Oppenheimer au risque de la déréalisation de l'hubris atomique
Par Benoît Pelopidas, 26 septembre 2023
Dans le biopic réalisé par Christopher Nolan, les effets de la nucléarisation du monde sont à la fois minimisés et transformés en une forme d’inévitabilité. En trois longues heures qui couvrent une période de vingt ans, nous n’avons vu qu’une explosion, qui semble n’avoir tué personne. Ceux qui ont été contaminés lors de l’essai de Trinity n’apparaissent pas, pas davantage que les victimes d’Hiroshima, Nagasaki et des essais nucléaires. Au cours la période de 1945 à 1963 que couvre le film, plus de 550 explosions nucléaires ont eu lieu (300 américaines, 221 soviétiques, 23 britanniques et 6 françaises), pour la plupart atmosphériques, qui ont disséminé de la radioactivité sur toute la planète et ont affecté la Terre au point que l’on date le début de l’anthropocène aux effets des essais thermonucléaires des années 1950. Au cours de cette période, nous avons traversé la crise des missiles de Cuba dont nous savons maintenant qu’elle n’a eu une issue favorable que par chance et pas simplement parce que les différents dirigeants ont adéquatement géré la crise.

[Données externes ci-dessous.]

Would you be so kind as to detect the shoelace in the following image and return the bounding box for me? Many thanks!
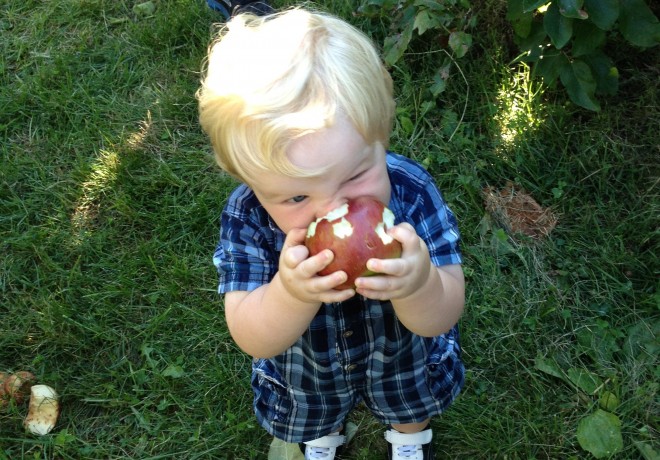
[396,446,417,458]
[305,446,330,458]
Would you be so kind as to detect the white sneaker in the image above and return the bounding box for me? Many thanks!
[301,431,346,460]
[385,428,434,460]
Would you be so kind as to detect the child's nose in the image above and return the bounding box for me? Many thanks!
[316,198,348,219]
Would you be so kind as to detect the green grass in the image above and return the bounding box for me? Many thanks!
[0,0,660,459]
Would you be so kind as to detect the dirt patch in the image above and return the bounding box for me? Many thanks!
[483,183,557,239]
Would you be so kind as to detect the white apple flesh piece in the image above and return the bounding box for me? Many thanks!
[305,197,401,290]
[25,385,60,436]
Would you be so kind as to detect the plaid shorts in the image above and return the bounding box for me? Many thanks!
[252,296,465,442]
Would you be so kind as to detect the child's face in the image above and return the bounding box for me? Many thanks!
[249,116,390,233]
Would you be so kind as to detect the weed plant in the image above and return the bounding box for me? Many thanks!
[0,0,660,460]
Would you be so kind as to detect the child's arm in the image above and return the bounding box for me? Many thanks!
[225,229,355,358]
[357,223,465,337]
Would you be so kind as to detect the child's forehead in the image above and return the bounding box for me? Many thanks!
[286,115,369,171]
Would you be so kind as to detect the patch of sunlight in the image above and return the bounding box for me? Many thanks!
[71,150,120,244]
[494,63,544,155]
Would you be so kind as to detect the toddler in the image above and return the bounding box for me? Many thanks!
[198,9,464,459]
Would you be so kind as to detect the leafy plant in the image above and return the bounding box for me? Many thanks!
[507,0,660,111]
[358,0,476,96]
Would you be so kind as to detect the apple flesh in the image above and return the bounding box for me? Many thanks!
[305,197,401,290]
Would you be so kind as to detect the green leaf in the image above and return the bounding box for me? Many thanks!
[543,3,573,49]
[577,409,623,458]
[383,22,414,66]
[534,50,571,85]
[619,0,660,48]
[566,367,603,395]
[558,0,589,19]
[449,32,472,58]
[511,13,534,38]
[523,0,550,13]
[430,72,447,97]
[413,10,435,35]
[584,0,620,30]
[571,21,606,57]
[582,51,619,95]
[559,59,600,112]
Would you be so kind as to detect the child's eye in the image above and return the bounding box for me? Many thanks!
[289,195,307,203]
[348,171,364,182]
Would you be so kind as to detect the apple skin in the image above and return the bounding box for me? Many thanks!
[305,197,401,290]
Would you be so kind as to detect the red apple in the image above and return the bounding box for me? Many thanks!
[305,197,401,290]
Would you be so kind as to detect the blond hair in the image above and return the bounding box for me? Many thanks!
[197,9,394,183]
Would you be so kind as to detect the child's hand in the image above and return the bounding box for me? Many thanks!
[279,229,355,303]
[356,223,432,300]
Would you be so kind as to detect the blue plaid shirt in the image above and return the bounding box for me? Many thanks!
[213,153,464,442]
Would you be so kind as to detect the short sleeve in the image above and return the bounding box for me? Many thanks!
[388,154,462,266]
[213,186,284,293]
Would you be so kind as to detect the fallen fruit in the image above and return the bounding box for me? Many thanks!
[305,197,401,290]
[24,385,60,435]
[4,371,37,404]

Les spectateurs d’Oppenheimer ont donc reçu un discours filmique sur la fatalité qui leur donne l’illusion de leur propre impuissance, et minimise considérablement les effets de la nucléarisation du monde. Le moment où Oppenheimer parvient supposément à la lucidité, à la fin du film, suggère l’inévitabilité de la destruction du monde. Comme s’il avait était dépositaire de cette prophétie plutôt que son exécutant.